Engineering Agents is really UX Engineering

Over the weekend I built an AI agent. I thought this was an engineering problem, but I now think it is a user experience problem.

In regular software, we solve engineering problems with UX. If a page loads slowly, we show a spinner so the user feels like something is happening.

In agentic software, we create UX problems with engineering decisions.

If we take some data out of the chat history, but hint at that data in the UI, the user will think the agent is dumb and will stop trusting it. If we do not manage the agent’s “memory” carefully, the user will feel like they are talking to a different person every time. User trust collapses when the UI, and the data informing it, diverge from the agent’s memory.

But I am getting ahead of myself.

We rent an apartment in Berlin, and as the kids grow we need to rearrange their rooms.

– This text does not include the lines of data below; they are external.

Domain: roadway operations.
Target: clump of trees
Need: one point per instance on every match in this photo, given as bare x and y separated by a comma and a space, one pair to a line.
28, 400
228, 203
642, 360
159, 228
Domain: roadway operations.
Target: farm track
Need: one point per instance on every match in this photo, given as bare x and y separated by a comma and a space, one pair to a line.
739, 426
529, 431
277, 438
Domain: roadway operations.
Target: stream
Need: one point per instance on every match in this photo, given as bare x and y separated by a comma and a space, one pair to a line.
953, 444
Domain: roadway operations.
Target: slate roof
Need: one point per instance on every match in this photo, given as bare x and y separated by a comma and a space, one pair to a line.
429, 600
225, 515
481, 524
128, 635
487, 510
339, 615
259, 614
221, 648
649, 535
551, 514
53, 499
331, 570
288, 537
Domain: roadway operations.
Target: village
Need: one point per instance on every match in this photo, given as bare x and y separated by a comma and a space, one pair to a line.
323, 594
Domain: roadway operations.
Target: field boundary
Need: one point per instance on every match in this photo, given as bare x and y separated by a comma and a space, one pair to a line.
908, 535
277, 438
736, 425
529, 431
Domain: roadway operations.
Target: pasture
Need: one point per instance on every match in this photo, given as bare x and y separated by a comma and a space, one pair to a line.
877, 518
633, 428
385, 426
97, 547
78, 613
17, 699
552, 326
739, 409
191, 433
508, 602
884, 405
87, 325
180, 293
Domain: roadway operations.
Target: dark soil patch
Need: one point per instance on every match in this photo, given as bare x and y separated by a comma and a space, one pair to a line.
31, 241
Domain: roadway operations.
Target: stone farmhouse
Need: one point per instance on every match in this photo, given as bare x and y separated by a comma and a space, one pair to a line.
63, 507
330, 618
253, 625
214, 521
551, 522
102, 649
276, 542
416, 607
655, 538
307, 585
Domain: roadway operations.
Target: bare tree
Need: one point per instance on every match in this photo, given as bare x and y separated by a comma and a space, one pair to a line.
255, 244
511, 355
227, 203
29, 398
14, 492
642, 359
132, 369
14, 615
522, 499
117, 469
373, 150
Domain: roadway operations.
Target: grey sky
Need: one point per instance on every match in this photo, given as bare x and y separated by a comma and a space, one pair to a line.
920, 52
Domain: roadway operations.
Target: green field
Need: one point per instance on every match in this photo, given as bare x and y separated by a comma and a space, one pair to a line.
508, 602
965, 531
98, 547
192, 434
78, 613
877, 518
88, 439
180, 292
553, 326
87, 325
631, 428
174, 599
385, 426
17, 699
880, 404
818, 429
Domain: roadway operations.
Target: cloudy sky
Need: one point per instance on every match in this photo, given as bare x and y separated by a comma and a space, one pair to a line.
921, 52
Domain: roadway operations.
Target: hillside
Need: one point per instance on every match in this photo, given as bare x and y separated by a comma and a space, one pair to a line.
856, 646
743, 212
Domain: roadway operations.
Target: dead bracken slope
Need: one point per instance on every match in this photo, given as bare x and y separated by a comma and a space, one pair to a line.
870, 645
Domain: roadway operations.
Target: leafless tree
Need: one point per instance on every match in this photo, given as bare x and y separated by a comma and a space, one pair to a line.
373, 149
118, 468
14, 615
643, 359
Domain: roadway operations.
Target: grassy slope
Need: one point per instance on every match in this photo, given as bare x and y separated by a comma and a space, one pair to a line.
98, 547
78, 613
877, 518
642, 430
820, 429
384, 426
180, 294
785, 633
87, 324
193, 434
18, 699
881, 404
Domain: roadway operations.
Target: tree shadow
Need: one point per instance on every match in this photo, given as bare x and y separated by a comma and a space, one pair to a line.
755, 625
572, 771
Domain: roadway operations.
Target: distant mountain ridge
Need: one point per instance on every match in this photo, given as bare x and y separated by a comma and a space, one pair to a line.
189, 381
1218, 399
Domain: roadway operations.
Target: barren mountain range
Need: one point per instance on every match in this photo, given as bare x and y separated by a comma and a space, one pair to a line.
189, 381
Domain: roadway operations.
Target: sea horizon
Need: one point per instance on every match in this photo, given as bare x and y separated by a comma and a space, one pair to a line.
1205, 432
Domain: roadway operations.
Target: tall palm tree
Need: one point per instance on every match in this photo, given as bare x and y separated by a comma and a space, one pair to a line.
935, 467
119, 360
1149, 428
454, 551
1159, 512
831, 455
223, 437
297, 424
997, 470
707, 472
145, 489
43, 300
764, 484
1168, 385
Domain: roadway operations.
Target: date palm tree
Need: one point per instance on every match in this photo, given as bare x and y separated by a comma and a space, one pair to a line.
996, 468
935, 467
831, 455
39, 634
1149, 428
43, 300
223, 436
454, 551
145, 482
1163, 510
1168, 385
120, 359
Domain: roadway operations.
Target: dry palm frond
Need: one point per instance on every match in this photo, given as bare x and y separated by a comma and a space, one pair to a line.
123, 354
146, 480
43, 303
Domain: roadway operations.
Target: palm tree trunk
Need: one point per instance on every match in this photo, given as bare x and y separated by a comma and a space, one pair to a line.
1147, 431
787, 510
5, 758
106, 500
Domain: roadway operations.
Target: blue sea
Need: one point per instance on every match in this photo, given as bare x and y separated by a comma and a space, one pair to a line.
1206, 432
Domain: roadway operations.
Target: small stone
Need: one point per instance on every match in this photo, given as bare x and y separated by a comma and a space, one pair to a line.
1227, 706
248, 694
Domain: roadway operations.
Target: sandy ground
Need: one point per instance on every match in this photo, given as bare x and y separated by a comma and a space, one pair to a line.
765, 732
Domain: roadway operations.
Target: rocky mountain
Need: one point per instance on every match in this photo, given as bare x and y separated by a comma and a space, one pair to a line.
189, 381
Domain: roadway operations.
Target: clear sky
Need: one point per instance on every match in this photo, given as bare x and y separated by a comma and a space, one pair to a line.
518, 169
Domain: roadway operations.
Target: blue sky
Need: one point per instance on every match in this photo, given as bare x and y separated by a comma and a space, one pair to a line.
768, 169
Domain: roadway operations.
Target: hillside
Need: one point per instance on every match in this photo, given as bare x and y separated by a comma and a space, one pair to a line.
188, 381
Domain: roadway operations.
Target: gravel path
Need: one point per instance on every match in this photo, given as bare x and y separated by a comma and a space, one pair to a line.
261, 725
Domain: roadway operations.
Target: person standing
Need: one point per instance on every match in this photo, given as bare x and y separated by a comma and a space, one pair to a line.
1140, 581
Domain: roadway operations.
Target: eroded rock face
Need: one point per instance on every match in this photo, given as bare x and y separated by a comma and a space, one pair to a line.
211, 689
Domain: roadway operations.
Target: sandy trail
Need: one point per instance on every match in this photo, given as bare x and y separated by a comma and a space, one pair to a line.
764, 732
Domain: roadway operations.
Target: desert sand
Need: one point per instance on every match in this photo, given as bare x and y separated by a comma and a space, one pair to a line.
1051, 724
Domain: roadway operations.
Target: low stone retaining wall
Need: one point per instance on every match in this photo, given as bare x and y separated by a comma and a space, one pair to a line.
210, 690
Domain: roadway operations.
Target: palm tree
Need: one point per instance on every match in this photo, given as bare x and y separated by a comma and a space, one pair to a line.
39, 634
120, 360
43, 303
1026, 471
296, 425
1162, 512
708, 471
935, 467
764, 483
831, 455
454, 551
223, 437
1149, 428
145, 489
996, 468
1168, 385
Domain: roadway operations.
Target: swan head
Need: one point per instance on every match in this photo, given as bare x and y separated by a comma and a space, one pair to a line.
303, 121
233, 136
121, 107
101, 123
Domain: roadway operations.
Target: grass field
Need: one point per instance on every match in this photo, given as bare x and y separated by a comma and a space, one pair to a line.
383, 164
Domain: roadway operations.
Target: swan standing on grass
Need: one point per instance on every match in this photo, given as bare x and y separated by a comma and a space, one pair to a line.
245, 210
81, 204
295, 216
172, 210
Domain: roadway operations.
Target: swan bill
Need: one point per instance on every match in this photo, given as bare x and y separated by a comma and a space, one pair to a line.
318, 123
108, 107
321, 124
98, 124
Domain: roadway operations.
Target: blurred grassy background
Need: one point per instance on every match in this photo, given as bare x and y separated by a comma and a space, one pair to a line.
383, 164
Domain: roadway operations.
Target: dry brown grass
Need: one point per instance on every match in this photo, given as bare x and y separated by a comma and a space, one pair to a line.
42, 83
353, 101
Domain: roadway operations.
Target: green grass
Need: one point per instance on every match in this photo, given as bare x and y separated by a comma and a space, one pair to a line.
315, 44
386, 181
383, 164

I hate this task because I am so bad at it.

I cannot measure. I cannot design. Since it is a rental, it is not worth spending big bucks. And the worst part is searching for furniture that fits exactly, one slow click at a time.

So I built an agent that measures, makes floor plans, figures out what is wrong with our layout, checks what fits, and orders from the catalog.

In order to use it, I just need to trust it.

What’s inside

Two themes:

Choosing tools for building Agents: Looking back on my research and choices, should you use an agent framework (Yes!)? Which one (They’re not really differentiated)? What matters (a chat UI from day 1 + recording of every interaction)?
Engineering Agents is user experience design: Users need to trust their agents. The wrong engineering decisions will make the agent feel dumb, erode user trust, and kill your KPIs, company, and reputation.

Context, State, and Memory

These are confusing words that are confusingly used together, so let me define them the way I am thinking about them.

Context: the text the agent is currently working with
Memory: more text the agent can retrieve or “remember” if it needs to
State: the rest of the data in the application that influences the user’s perception of what is going on. The current floor plan, the progress bar, whether the agent is waiting for input, and so on.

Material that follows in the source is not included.